Data mining technology has emerged as a means for identifying patterns and trends from large quantities of data. Clustering groups most similar data and has wide range of applications. Clustering algorithms are classified into partition algorithms, hierarchical algorithms, density and grid based algorithms etc. Partition algorithms are simple and efficient but are sensitive to the noise present in the dataset. A problem accompanying the use of a partition algorithm is the choice of the number of desired output clusters. Hierarchical algorithms can detect clusters with different shapes, but these algorithms demand high computational cost. The density-based and grid based clustering algorithms suitably handle arbitrary shaped collections of points as well as clusters of different sizes. They can also efficiently separate noise. However these algorithms are very sensitive to the initial setting of parameters i.e. the desired number of clusters. Hence main problem with clustering is to decide the optimal number of clusters that fits a data set.

As a consequence, if the parameters are not set properly, the clustering method may not result in an optimal partitional scheme and may lead to improper decisions. The problem of deciding the number of clusters better fitting a given dataset has been the subject of this research. To overcome the problems associated with initial setting of parameters, a novel clustering algorithm namely PLMST (Parameter-Lite Minimum Spanning Tree) based on minimum spanning tree (a connected acyclic graph) split and fuzzy similarity based merging technique is proposed in this thesis. The proposed algorithm does not require the number of clusters to be set initially. The algorithm starts by creating the minimum spanning tree for the given dataset and in each iteration the inconsistent edge is removed until the termination criteria is reached.
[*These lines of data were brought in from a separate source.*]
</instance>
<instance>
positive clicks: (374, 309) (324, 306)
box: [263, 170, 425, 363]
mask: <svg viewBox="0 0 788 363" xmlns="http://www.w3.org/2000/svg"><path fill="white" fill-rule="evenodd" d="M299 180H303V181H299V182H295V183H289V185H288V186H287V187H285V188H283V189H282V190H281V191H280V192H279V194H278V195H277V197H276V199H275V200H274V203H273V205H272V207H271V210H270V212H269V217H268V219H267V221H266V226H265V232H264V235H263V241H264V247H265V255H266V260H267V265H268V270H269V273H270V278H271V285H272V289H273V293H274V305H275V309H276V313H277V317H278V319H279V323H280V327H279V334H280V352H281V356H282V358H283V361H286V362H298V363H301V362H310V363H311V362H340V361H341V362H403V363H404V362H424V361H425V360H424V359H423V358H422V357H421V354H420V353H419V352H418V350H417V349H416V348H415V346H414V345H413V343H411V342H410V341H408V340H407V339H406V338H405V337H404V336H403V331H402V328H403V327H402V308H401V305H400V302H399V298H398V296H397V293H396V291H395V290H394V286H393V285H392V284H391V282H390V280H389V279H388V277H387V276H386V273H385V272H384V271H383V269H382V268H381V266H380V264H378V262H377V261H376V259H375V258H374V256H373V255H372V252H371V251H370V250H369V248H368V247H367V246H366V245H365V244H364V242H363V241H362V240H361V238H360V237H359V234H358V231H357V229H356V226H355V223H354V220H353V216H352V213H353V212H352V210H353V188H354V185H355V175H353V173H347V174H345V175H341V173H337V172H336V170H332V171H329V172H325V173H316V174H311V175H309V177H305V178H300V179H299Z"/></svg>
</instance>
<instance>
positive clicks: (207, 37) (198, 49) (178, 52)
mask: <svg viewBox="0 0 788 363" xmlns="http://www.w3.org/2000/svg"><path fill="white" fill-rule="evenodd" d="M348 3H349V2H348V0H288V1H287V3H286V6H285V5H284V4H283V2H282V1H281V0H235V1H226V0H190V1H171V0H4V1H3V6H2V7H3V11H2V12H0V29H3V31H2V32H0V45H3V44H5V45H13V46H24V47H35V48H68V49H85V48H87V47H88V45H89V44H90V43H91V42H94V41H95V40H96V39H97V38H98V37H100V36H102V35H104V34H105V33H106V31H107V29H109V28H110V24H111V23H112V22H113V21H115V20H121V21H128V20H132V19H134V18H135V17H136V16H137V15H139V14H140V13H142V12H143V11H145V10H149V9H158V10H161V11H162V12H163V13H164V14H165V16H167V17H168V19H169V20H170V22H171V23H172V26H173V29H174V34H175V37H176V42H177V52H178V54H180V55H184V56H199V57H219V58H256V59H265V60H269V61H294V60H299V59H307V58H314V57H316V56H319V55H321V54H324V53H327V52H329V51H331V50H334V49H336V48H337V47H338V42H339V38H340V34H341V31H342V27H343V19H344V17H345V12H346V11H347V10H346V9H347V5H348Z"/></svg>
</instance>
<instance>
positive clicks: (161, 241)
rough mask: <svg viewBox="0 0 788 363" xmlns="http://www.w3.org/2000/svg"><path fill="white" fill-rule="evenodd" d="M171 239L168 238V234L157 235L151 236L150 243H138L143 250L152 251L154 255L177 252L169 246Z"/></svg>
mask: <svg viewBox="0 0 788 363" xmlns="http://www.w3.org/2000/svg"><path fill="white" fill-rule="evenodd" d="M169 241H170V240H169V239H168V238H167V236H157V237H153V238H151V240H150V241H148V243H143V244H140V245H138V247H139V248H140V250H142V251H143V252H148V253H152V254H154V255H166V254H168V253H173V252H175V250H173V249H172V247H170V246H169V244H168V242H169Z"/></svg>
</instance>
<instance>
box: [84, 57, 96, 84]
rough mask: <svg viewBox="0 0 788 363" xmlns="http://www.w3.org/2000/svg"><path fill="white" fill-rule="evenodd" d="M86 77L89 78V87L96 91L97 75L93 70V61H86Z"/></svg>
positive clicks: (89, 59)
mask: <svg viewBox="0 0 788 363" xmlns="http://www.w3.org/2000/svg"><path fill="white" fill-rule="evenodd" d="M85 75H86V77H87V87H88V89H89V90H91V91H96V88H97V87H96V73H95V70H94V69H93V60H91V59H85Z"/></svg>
This gives rough estimation of number of clusters present in the dataset. The number of clusters is then fine tuned by eliminating the outlier clusters, which are defined based on the number of data items in those clusters. Once these clusters are known, the optimal number of clusters is generated using fuzzy based similarity merging with minimum effort.

The artificial (synthetic) and real-life data sets are considered for testing the performance of the proposed algorithm. The basis for selecting the synthetic datasets is that they can be designed to contain a certain number of clusters and are easy to manage. The 2-D synthetic or artificial datasets, called Data_A, Data_B and a bench mark dataset called Ruspini are used for testing the algorithm. The real datasets tested in our implementations are Iris, SPECT (Heart), Statlog , Soybean, Breast Tissue and Wine datasets which are obtained form the UCI Machine Learning Repository web site. The parameters required for the proposed algorithm are the number of data points in a cluster to find an outlier cluster and the fuzzifier used for fuzzy clustering. It works on numerical data and assumes that the graph can be calculated in a vector space.

Experiments on both the synthetic datasets and real datasets demonstrated that the proposed algorithm can discover the patterns automatically and also can compete with traditional clustering algorithms with minimum user intervention. The similarity measure used in the proposed algorithm is based on Euclidean distance. The Euclidean distance is very sensitive to scales of variables involved and independent of correlated variables. To conquer these drawbacks a hybrid clustering algorithm based on Mahalanobis distance is proposed. To evaluate the proposed methodology, the performance of the proposed algorithm is also compared to outcomes received for the same datasets by means of several other clustering approaches like standard K-means, FCM, Gustafson and Kessel (GK) and Gath-Geva (GG) clustering algorithms.

An important direction for further study is to study the application of the PLMST algorithm to the more general case, where the number of clusters and the threshold value must also be solved. The number of iterations must also be controlled.